Many of us are left feeling unrooted. It’s an ache that my friends and I have discussed — we are unwelcome or uncomfortable in our families of origin, yet also increasingly disconnected from our friend groups, especially those that do have stable relationships with their families. We’re the ghosts roaming around on holidays; the ones whose homes are never quite as full as their neighbors’. Mostly, that’s okay. I love our small family, and I love our friends, even if we aren’t always able to connect in the ways we want. The exchange isn’t a perfect one, but it’s one I’m willing to uphold so that we can be the truest versions of ourselves in our relationships.
What I would want for myself and others in my position is some language, some community, around this feeling of rootlessness. After all, many of us desire the benefits of healthy family structures — unconditional regard, history, comfort — even if they seem impossible within our specific families of origin. They tell us that “family is everything,” and I don’t disagree. But let’s expand our definitions of family. It’s about time.
When I think about my daughter and what she might want for her future, I hope she will want to spend some of her time with us after she leaves the home, even as she forms a family unit of her own. I know I’d love to open my house up to her and whoever she chooses to bring with her, like my neighbor does. But I also understand this is neither a guarantee nor a reasonable expectation. Despite my safeguards, I can’t foresee the ways we might fail our child, even accidentally. I can pledge to listen and try my hardest to mend anything we’ve broken, but it might not be enough.

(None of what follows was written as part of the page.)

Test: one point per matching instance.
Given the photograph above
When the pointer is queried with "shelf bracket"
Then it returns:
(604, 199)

And I hope if we can’t give her what she needs in terms of relationships, though we will try our damndest to evolve enough to do so, that she will be able to find what she needs in those who can commit to loving her in the way she deserves. The thing I want to teach her about families — chosen or otherwise — is that you can’t necessarily reshuffle your hand. But maybe you can find a new way to play with what you’ve been given.